Need-Based Financial Aid
Once you commit to a college, they’ll review the “Estimated Family Contribution” number listed on your FAFSA (Free Application for Federal Student Aid) and compare this to the cost of their tuition. If the amount your family is expected to contribute is lower, the school may offer you a financial aid package containing some or all of the following options:
- Federal grants – Federal grants, like the Pell Grant or the Academic Competitiveness Grant, are gifts of money from the government that do not need to be repaid upon graduation. They range in size from a few hundred to several thousand dollars and are typically restricted to certain groups.
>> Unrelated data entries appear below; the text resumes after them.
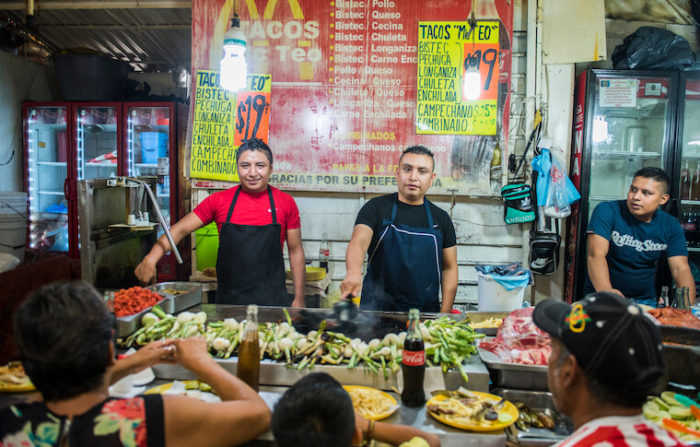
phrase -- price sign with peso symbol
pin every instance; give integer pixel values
(253, 110)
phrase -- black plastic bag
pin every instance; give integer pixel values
(651, 48)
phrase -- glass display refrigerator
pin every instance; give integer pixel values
(623, 121)
(49, 168)
(70, 141)
(686, 181)
(150, 149)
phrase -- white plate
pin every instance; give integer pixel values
(144, 377)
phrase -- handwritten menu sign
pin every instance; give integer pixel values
(446, 51)
(346, 88)
(223, 120)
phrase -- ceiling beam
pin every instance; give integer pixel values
(153, 4)
(116, 27)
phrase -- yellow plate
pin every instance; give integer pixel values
(311, 274)
(507, 410)
(376, 417)
(161, 389)
(11, 388)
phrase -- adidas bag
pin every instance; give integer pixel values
(518, 203)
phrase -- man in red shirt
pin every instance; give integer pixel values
(254, 220)
(606, 359)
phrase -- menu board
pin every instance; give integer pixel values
(344, 96)
(223, 120)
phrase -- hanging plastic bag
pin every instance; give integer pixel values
(560, 193)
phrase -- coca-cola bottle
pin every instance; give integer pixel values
(413, 363)
(248, 369)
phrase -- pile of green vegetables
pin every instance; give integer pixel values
(676, 413)
(448, 343)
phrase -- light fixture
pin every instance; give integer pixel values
(233, 68)
(471, 80)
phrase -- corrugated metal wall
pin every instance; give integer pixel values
(482, 236)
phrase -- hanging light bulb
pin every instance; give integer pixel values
(233, 68)
(471, 84)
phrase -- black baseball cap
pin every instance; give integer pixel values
(614, 341)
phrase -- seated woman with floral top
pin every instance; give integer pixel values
(65, 337)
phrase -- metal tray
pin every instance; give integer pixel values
(514, 375)
(172, 304)
(477, 317)
(536, 400)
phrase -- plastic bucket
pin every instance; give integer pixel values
(13, 223)
(153, 146)
(207, 245)
(493, 297)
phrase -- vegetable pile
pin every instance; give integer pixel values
(681, 417)
(447, 342)
(133, 300)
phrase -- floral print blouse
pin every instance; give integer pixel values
(133, 422)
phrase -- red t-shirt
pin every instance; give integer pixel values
(251, 209)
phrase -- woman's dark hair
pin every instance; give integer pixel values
(63, 332)
(315, 412)
(254, 144)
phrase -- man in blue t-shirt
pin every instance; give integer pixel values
(627, 237)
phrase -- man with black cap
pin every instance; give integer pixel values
(606, 359)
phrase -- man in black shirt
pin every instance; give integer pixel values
(411, 245)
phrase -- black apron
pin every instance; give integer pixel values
(249, 263)
(405, 268)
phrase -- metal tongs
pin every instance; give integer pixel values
(135, 181)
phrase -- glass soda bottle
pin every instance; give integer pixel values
(413, 363)
(249, 353)
(685, 182)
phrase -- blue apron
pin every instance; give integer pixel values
(405, 269)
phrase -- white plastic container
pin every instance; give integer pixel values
(493, 297)
(13, 222)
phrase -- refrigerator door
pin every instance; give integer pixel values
(48, 172)
(97, 142)
(629, 129)
(150, 151)
(688, 157)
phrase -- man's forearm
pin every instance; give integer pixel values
(354, 259)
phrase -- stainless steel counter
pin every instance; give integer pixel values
(366, 326)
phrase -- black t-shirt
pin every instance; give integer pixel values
(374, 212)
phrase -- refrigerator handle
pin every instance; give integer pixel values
(66, 189)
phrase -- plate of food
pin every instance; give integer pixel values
(191, 388)
(371, 403)
(13, 379)
(472, 410)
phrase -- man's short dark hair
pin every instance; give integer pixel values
(656, 174)
(420, 150)
(254, 144)
(63, 332)
(315, 412)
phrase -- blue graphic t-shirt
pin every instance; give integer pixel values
(635, 246)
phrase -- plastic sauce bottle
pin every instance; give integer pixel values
(324, 252)
(249, 353)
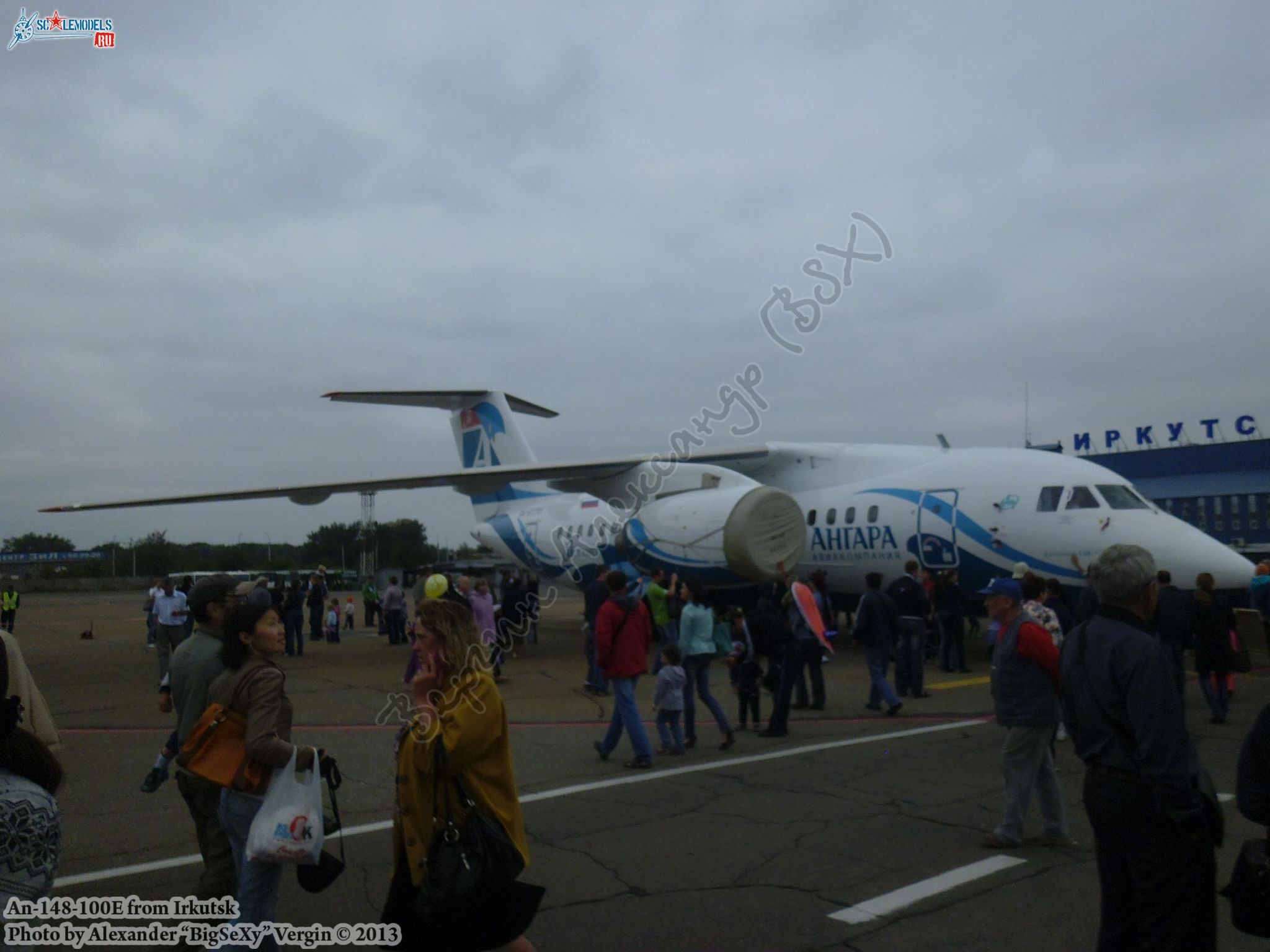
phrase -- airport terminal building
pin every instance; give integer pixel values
(1221, 487)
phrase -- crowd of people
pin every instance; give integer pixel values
(230, 663)
(1110, 672)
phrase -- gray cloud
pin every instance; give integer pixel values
(223, 219)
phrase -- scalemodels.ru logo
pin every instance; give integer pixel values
(58, 27)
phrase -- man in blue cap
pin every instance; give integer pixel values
(1025, 694)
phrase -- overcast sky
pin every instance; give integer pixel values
(587, 206)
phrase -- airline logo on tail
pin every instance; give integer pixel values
(479, 426)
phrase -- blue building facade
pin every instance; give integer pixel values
(1220, 488)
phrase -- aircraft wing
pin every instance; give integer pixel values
(468, 482)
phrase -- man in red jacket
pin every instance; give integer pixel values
(624, 632)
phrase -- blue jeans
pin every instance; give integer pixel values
(668, 728)
(626, 715)
(698, 668)
(295, 626)
(258, 883)
(879, 689)
(910, 655)
(395, 620)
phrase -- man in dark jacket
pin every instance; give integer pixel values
(195, 666)
(915, 609)
(1025, 695)
(1152, 827)
(877, 627)
(1175, 624)
(593, 597)
(624, 632)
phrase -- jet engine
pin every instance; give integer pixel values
(747, 530)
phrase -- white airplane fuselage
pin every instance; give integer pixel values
(871, 508)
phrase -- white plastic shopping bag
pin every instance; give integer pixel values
(288, 829)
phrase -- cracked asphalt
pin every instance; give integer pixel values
(748, 856)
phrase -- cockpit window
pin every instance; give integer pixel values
(1049, 499)
(1082, 498)
(1122, 496)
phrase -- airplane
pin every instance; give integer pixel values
(739, 516)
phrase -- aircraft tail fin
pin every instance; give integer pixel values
(483, 420)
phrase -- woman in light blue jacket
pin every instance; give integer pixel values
(696, 643)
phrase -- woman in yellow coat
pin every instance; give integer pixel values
(456, 705)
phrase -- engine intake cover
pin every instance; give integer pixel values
(763, 531)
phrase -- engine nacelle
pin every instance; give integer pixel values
(748, 530)
(309, 498)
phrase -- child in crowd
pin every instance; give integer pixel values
(746, 672)
(668, 700)
(332, 630)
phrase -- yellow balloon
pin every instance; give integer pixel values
(436, 586)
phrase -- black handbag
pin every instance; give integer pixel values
(1249, 889)
(327, 870)
(465, 863)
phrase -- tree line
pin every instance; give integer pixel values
(402, 542)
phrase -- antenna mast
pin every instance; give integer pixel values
(1026, 418)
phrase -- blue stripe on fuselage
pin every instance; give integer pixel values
(964, 523)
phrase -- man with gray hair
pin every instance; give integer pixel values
(1148, 800)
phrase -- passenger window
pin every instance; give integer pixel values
(1122, 496)
(1082, 499)
(1049, 499)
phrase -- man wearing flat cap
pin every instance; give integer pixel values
(195, 666)
(1025, 694)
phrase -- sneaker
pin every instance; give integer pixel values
(993, 842)
(154, 780)
(1052, 840)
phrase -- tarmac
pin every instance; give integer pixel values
(853, 833)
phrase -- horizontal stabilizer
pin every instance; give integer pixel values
(437, 399)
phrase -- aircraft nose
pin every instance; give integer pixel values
(1185, 551)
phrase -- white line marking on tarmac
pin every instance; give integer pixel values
(636, 777)
(873, 909)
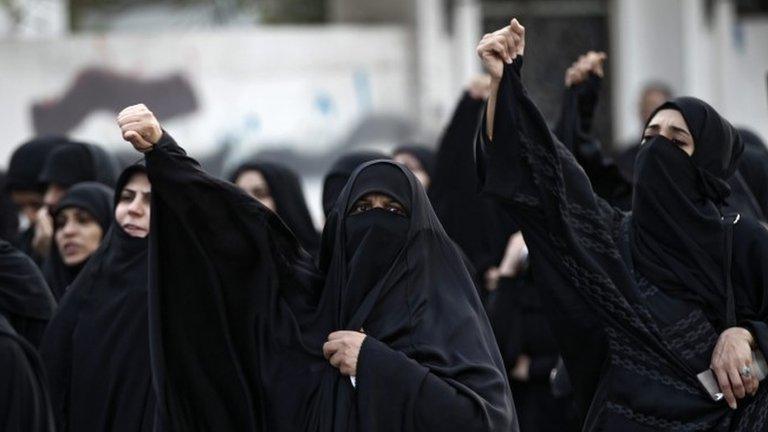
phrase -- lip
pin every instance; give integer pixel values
(133, 229)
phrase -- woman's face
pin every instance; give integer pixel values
(670, 124)
(78, 235)
(376, 200)
(254, 183)
(413, 164)
(132, 211)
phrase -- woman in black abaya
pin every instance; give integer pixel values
(279, 189)
(641, 302)
(81, 220)
(96, 349)
(241, 322)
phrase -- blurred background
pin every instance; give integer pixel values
(303, 81)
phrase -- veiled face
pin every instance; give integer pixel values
(133, 206)
(413, 164)
(670, 124)
(376, 200)
(255, 185)
(78, 235)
The Pell Grant, for example, is only offered to undergraduate students in specific income brackets.
- Federal student loans – Federal student loans, on the other hand, must be paid back after college, although the interest rates on these loans are usually very reasonable. There are a number of different programs available, such as the Federal Stafford Loan and the Federal PLUS Loan, as well as federal loan programs for parents.
- College scholarships/grants – Most colleges administer a wide variety of scholarship and grant programs, including funding for specific demographic groups or a history of academic merit. You may be considered for some of these programs automatically, while you’ll need to apply for others – be sure to speak with a financial aid counselor to find out which scholarships or grants you may be eligible for.
- Work-Study funding – The Federal Work-Study program offers students part-time employment as a way to help with college expenses. Typically, you’re offered a specific dollar amount; it is then up to you to find a job and ensure that you don’t work more hours than your award will cover.
Private Funding Sources
If the aid package your college offers still isn’t enough, don’t worry. You still have several options for funding your college education.
- Private scholarships – There are many hundreds of private groups that offer college scholarships, from professional organizations to major companies to local and national charities. Your high school or college can help you determine which programs you might qualify for, and a little time spent searching the Web should turn up several more promising candidates.
- Private student loans – Private student loans are generally less desirable than federal loan programs as their interest rates are often substantially higher, but they can be used as a funding source of last resort if you aren’t able to come up with enough money from other programs.
One word of Caution
Student loans can’t be discharged in a bankruptcy, so you’ll be stuck paying them off no matter what. Take the time to calculate what your estimated post-college monthly payoff amount will be so that you don’t take out more money than you’ll be able to pay back later.